Parmi eux, un m’a marqué : l’affaire Doux.
Aussitôt, j’ai songé : voilà une caricature de l’époque. Qui cette entreprise rendait-elle heureux ? Les ouvriers ? Les poulets ? Les aviculteurs ? Les paysans du Sud ? Elle fabriquait plutôt, me semblait-il, du malheur en série. Sa faillite, c’était l’occasion de tout changer. Et pourtant, syndicats, médias, ministres ne nourrissaient qu’un seul espoir : un plan de continuation, que tout reprenne comme avant. Les dissidents, altermondialistes, anti-productivistes, gauchistes divers, en guise de lutte, ont publié des communiqués sur Internet. Le système s’est donc remis sur pied, à l’identique – avec sans doute quelques milliers d’emplois en moins.

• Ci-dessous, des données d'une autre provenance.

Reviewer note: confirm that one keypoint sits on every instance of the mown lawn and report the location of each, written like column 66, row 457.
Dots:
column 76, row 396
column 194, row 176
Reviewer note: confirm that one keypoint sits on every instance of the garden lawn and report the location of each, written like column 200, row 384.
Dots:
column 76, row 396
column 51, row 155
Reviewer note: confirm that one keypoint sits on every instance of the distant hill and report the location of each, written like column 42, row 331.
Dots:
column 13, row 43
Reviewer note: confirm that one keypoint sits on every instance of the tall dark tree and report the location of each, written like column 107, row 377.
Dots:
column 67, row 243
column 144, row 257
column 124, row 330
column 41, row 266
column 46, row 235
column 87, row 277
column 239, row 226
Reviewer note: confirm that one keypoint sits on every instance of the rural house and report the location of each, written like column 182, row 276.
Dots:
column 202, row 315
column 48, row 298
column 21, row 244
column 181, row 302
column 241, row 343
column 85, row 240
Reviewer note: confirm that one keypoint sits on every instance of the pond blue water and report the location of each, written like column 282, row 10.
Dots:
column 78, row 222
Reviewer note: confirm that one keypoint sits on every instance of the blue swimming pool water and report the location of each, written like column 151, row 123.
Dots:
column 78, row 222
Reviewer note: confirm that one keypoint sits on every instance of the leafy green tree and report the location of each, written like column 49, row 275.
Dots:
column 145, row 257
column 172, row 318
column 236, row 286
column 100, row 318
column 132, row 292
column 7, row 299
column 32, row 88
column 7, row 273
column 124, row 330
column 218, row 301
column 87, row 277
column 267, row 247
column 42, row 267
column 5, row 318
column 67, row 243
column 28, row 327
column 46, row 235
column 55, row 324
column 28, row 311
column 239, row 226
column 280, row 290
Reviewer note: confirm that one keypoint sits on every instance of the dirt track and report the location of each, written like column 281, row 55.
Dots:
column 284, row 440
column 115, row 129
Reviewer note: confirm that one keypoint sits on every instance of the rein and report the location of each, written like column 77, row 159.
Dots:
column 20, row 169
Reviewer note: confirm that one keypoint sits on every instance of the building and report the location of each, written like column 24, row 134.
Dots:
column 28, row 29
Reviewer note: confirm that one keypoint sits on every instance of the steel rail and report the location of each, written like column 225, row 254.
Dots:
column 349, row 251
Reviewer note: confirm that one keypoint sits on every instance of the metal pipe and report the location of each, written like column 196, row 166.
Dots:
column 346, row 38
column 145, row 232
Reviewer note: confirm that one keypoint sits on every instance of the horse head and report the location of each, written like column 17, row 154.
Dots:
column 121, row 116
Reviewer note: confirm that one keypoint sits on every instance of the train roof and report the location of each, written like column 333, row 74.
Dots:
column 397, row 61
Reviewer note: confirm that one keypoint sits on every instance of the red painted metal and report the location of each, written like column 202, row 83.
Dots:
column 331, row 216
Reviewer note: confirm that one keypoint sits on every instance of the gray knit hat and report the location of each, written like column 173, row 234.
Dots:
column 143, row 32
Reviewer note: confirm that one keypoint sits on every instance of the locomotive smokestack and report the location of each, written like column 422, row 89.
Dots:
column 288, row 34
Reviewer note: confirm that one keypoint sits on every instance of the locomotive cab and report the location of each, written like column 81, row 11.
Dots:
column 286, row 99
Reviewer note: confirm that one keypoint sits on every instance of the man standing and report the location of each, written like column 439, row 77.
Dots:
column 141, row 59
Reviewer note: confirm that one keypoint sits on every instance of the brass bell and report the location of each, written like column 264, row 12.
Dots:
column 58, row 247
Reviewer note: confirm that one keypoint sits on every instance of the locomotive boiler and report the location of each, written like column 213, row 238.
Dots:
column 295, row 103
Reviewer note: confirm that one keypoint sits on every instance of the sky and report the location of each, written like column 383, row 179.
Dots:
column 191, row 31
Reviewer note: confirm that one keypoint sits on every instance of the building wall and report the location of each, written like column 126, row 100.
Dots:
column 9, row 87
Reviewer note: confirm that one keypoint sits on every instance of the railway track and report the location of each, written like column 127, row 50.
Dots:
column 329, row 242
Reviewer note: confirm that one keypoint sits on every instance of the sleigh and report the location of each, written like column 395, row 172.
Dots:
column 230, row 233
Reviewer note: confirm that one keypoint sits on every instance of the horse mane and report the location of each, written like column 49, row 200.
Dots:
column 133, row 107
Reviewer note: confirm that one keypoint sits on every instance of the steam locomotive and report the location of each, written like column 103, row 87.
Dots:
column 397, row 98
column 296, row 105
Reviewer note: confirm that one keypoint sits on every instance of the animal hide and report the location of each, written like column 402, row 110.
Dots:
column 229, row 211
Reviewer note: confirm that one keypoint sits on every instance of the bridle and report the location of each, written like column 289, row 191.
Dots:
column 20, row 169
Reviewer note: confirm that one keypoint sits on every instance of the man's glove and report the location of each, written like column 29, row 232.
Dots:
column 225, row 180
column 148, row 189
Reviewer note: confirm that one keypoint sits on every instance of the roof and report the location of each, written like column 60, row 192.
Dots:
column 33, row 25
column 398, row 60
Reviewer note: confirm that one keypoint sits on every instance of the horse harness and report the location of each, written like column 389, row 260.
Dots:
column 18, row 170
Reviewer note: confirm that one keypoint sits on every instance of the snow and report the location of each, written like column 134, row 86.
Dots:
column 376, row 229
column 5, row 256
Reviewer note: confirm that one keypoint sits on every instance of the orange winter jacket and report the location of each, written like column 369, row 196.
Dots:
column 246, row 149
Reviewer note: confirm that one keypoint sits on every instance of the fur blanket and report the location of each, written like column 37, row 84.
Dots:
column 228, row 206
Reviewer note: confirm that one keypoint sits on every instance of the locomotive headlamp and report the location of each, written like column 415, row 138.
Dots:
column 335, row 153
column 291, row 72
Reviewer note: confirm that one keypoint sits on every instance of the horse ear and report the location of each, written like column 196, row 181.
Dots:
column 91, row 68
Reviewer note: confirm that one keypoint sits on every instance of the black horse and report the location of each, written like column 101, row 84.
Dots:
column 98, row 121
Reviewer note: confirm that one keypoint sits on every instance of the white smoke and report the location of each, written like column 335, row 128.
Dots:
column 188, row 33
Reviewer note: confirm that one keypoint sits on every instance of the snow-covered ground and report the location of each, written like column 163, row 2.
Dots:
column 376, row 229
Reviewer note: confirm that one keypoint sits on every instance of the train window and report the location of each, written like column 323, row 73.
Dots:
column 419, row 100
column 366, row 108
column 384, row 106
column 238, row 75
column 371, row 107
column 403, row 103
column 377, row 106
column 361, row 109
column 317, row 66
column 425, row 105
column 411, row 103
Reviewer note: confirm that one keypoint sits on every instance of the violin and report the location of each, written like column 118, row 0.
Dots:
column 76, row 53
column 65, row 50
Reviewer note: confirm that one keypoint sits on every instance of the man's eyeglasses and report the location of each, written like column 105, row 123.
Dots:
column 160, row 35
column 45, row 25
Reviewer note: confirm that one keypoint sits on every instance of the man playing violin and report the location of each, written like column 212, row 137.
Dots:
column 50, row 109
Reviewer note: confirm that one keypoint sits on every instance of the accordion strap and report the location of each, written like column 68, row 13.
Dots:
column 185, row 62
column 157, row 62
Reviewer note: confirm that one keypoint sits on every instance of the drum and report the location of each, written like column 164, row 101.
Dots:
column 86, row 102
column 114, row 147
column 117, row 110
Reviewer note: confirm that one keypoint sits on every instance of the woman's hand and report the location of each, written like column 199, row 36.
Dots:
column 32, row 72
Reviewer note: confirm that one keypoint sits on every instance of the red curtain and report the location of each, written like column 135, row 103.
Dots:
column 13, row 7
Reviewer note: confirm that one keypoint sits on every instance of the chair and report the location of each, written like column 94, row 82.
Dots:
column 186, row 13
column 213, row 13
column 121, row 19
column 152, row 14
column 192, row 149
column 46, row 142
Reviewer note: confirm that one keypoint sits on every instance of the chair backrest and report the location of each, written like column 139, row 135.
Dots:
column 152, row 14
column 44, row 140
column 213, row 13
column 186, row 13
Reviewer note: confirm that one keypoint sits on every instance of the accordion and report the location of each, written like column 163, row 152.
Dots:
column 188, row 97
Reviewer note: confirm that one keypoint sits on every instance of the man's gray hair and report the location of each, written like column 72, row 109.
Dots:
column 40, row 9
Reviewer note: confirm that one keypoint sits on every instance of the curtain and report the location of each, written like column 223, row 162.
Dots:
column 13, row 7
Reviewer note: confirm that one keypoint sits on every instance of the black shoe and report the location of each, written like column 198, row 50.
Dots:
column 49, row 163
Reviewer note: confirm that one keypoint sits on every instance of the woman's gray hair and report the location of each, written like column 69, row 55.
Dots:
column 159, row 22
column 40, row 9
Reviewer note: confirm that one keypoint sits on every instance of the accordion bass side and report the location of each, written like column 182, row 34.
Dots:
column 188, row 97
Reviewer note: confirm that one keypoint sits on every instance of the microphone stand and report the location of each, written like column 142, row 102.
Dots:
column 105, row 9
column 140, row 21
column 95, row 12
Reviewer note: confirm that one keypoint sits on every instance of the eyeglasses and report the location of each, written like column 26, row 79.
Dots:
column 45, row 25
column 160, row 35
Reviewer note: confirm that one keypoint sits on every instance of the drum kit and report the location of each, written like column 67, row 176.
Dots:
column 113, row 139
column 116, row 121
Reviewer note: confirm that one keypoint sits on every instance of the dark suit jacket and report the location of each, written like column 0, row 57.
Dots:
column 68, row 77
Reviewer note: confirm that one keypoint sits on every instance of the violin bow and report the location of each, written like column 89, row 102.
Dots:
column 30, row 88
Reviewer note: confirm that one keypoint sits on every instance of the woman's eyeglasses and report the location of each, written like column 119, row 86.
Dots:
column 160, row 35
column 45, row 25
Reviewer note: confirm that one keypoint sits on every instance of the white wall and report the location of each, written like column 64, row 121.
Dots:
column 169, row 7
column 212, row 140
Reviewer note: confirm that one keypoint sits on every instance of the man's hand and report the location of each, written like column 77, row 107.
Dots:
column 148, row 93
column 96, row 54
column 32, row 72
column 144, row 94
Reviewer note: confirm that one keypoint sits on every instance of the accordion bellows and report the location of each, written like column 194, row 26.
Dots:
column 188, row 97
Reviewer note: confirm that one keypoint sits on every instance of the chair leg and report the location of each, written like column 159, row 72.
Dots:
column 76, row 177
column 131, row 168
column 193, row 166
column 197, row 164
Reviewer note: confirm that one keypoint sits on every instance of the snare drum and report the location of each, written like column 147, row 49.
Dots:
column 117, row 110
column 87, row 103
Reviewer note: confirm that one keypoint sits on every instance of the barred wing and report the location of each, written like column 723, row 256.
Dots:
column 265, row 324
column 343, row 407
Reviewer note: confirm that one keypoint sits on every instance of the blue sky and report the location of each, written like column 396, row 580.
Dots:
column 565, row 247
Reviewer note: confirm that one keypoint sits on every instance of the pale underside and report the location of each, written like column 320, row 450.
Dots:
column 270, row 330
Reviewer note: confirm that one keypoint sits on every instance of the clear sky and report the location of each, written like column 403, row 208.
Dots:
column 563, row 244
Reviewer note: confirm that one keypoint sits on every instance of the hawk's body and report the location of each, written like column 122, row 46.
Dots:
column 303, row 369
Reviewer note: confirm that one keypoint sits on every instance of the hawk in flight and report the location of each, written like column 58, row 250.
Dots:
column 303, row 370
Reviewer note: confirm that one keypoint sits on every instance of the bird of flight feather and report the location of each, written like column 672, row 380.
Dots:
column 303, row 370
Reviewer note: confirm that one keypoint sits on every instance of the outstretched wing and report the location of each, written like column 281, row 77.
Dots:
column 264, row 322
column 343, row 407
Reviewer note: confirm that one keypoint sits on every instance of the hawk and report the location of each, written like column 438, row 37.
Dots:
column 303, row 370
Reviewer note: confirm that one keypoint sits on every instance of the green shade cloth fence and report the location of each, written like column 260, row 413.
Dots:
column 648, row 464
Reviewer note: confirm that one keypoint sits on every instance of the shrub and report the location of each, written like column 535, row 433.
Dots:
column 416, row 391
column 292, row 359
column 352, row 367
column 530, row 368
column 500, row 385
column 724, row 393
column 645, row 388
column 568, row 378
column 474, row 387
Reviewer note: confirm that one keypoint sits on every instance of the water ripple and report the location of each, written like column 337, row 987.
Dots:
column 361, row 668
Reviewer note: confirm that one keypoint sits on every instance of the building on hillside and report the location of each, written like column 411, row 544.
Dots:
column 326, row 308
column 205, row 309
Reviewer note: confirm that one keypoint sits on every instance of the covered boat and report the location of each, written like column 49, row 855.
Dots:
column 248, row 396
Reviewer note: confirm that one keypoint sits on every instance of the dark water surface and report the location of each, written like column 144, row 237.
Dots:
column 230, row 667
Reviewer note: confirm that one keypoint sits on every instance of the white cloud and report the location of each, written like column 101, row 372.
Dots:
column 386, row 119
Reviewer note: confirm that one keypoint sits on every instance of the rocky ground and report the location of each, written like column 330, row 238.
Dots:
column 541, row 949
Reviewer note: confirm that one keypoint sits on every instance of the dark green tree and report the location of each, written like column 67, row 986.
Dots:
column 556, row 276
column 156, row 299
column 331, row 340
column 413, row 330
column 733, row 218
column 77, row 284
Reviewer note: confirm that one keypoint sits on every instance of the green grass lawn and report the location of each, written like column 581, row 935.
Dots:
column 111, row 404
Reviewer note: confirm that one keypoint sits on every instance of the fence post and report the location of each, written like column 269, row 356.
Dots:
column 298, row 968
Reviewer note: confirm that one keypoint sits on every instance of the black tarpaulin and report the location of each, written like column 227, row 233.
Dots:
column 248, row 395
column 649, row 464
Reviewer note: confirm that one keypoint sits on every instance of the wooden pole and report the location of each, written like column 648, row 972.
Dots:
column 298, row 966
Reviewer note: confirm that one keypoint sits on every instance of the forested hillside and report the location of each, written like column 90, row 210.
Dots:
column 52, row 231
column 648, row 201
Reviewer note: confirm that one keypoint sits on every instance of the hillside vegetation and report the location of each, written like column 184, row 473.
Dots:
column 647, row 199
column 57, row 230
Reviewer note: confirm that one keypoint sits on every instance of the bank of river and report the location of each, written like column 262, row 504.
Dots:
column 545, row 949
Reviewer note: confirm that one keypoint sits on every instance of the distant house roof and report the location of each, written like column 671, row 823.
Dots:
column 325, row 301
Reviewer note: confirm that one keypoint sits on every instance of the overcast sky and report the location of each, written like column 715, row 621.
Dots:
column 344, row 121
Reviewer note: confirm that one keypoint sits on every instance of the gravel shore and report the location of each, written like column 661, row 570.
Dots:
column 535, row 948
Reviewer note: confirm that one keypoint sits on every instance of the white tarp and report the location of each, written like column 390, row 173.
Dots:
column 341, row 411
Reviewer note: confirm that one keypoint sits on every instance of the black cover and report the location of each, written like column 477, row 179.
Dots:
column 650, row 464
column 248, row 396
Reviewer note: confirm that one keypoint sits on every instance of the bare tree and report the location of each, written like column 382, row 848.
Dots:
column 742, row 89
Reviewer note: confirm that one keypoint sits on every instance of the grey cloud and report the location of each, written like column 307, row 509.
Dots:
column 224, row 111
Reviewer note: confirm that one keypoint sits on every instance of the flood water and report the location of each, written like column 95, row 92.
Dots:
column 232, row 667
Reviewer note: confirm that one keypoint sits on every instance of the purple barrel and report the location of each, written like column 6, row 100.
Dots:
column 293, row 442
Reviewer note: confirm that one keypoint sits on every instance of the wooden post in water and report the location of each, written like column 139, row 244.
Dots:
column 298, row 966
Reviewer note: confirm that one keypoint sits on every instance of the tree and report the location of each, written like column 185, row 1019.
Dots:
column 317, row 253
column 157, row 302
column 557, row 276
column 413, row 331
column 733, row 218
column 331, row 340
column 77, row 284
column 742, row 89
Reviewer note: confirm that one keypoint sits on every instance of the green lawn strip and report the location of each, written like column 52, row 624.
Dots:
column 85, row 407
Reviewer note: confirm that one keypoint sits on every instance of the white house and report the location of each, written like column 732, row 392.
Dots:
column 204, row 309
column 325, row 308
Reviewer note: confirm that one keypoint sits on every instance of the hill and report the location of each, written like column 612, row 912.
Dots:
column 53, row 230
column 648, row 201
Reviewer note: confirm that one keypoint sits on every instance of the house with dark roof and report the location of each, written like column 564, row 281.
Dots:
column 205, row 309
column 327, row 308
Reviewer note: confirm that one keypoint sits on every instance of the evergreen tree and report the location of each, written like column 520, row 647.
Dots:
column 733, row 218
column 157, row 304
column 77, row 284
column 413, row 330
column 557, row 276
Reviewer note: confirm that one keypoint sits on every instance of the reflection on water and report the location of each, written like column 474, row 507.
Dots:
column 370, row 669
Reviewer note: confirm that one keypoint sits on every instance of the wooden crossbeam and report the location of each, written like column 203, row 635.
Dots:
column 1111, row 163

La même histoire qui se répétait. À l’automne 2008, le système financier s’est cassé la figure. Les banquiers eux-mêmes, et leurs porte-voix politiques, se livraient à des autocritiques en place publique : oui, ils s’étaient gavés durant des années. Oui, ils avaient ruiné des ménages, des villes, des pays. C’était l’occasion de tout changer. Et nous avons bien manifesté, à plusieurs millions, aux cris de « Nous ne paierons pas leur crise », mais sans plan de bataille, sans dirigeants de rechange. Le système s’est donc remis sur pied, à l’identique. Et même, autour du cou des peuples, l’argent resserre encore la corde, d’un plan de rigueur à un Traité européen.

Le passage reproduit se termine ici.